They work absolutly perfect after a couple of days once the coating gets on them, they are an excellent method of co2 diffusion, one of the best out there for those useing the DIY method.


----------



## Yeaulman (Jun 23, 2005)

This doesnt disolve the CO2 100% does it?


----------



## kimbm04r (Apr 22, 2005)

No, it will not dissolve 100% of the CO2 but you will get a good dissolve with it though. I have one on a pressurized system (after switching from a DIY) and I can get 30 ppm or more with it. I just hooked up a SMS122 PH controller with it as well.

As stated by others it will take a while for it to create the build up that is needed to get it to run the bubbles correctly. Just remember that if you take it out and clean it you will have to let it build up once again.

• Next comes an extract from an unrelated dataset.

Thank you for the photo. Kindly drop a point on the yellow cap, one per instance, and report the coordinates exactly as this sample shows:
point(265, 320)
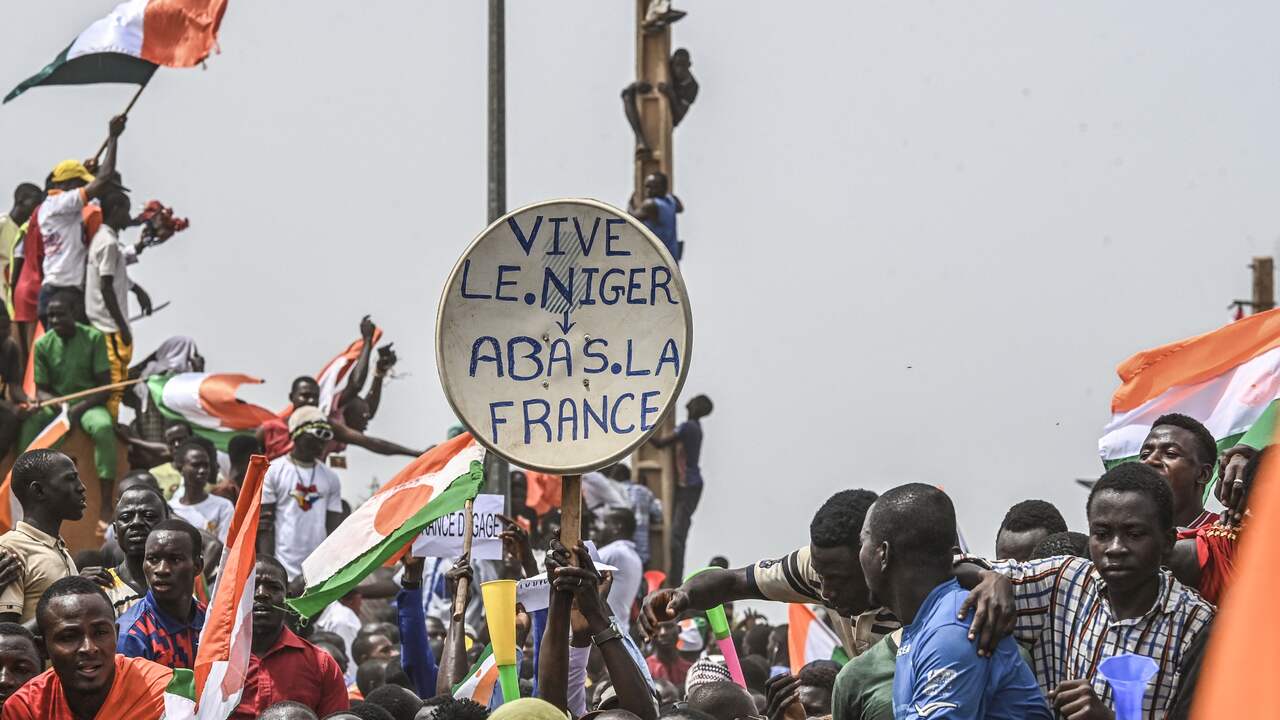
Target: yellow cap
point(71, 169)
point(499, 607)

All in all, for the price it is a fairly good unit. Just give it a chance.


----------



## Left C (Jun 14, 2005)

When using this 'ladder', you have to make sure that all 3 suction cups are mashed in enough that the 'ladder' is parallel to the aquarium wall and that the 'ladder' is setting at a 90 degree angle to the floor. Sometimes you have to "monk" with it a little to get it working right. You have to let it get "broken in" first like the others said. Also, after a while, the CO2 line will get a little clogged up at the opening and you'll have to clean it. I use a small wire brush for this. You will notice that it is clogged up some when the CO2 bubbles come out of the line and go straight up to the surface. When the unit is working right and the CO2 bubbles are traveling along the 'ladder' properly, you'll notice that the bubbles start out big at first and continue to get progressively smaller as they travel along. When they get to the top of the 'ladder', they are very small. You also have to keep plant leaves and snails off of it too. 
Good luck with it, I like all four of mine.


----------



## mauricio (May 29, 2005)

Hi every body i have two of them interconected and atach to a glass difuser it ben a week and i havent seen one bobble yet i faloed all instruction im going to try a fresh mix to see what happens


----------



## Left C (Jun 14, 2005)

mauricio,
I don't understand what you mean when you say it was attached to a glass diffuser. Are you talking about the Hagen Nutrafin CO2 Natural Plant system? If you are using Hagen's yeast and activator, check to see if the expiration date on the yeast is still good. Everyone that I've bought was about two years past the expiration date but they still worked. I heat some distilled water to 90 to 100 degrees F (don't go much higher because you'll kill the yeast). I pour the yeast into a cup, add a little of the warmed distilled water and stir it up so that the yeast is dissolved (creamy looking).Then I add a little sugar and stir it up and then I let it set for about ten minutes to start activating. While this is going on, I fill the cannister to the mark with sugar (glucose or sucrose will work). Then I pour in the cup of yeast mixture and add their activator. Next, I pour the warm distilled water into the cannister up to the mark and stir well. I then screw the cap on and make sure it is good and snug so my CO2 won't escape. In a few minutes the unit should be working and you'll see the bubbles traveling up the 'ladder'.
The Hagen refills are expensive and I use 1/2 teaspoon of Fleishman's yeast with 1/4 teaspoon of baking soda. I get strong bubbles for about three weeks doing this. You can vary the amounts of each some. Just make it so that it works fine for you. I've even left out the baking soda and it still works. I usually wind up with a bubble produced every two or three seconds and I haven't had any problems yet. If your KH is too low in your aquarium, add some baking soda or Seachem's Alkaline Buffer.


----------



## mauricio (May 29, 2005)

Tanks for the reply Left C my ph is 6.7 fromthe tap and my kh is 3 i change the ladder difuser for a regular difuser made of glass and i mix the co2 falowing the instructions in the box so tomarrow ill try your method and see how it works


----------



## Left C (Jun 14, 2005)

My city water has chloramine in it, that's why I use distilled water. I'm assuming that water with chloramine in it will kill some of the yeast. Someone told me that it wouldn't hurt them but, what the heck, distilled water is cheap enough.
Your pH and KH are fine.
I'm wondering if your glass diffuser requires a little higher working pressure than the 'ladder'. Just a guess though??
Good luck with yours.


----------



## mauricio (May 29, 2005)

Well actualy with my defuser betuin the stem and the defuser chamber there is an extra chember wich i tink is the bubble counter but insted of a coil it has a glass domebell wich im guessing mith need presurise CO2 insted to make it work so im goingto change the glass difuser for the ladder and see wath hapens


----------